Shapiro said actors will initially be sitting amongst audience members and will, at certain points in the show, stand up and become a part of the show. He explained that by having the actors in the audience, the audience members will be able to actively engage in the drama.
“When you visit the show, you immediately become a part of the community,” said Shapiro. “You’re not just a spectator, but you’re also a participant in the story and in the theatrical creation of this show.”
Shapiro said the production uses collaborative story theater, a process in which all of the actors are involved in every aspect of the show. All of the actors are needed to light the show, to create the different effects and to move the different sets, he noted.
All ensemble members interviewed emphasized the collaborative nature of the show’s creative process. Abusch mentioned that every actor personally met with the director to go over the thought process of his or her character as well as how the character is tied to the whole story.
“So much of the rehearsal time has been spent really picking out the details and emotions of the characters’ beings at every moment,” Abusch said.

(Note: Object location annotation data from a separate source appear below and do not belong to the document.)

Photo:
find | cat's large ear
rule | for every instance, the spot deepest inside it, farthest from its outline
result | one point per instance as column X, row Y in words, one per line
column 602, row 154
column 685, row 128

Cast members interviewed said that the play was originally set to be performed in Connecticut Hall or Marquand Chapel in order to more closely match the play’s setting. Shapiro said that although the play is now taking place in the Off-Broadway Theater, the space will no longer look like a regular theater, but instead will look like a communal meeting hall.
Laurel Lehman ’17, the show’s producer, said that in order to stay true to the time period in which the play is set, the production design was conceived through a minimalistic approach. Shapiro explained that actors will be using flashlights on stage instead of traditional lighting and that sound effects will be created using various household objects. The play will also incorporate various Puritan hymns throughout the show in order to more accurately reflect the era.
“The nature of the production is bare bones,” Lehman said. “I think it’s theater at its rawest, and at that point, I also think its theater at its rarest.”
Twenty people were executed during the Salem witch trials.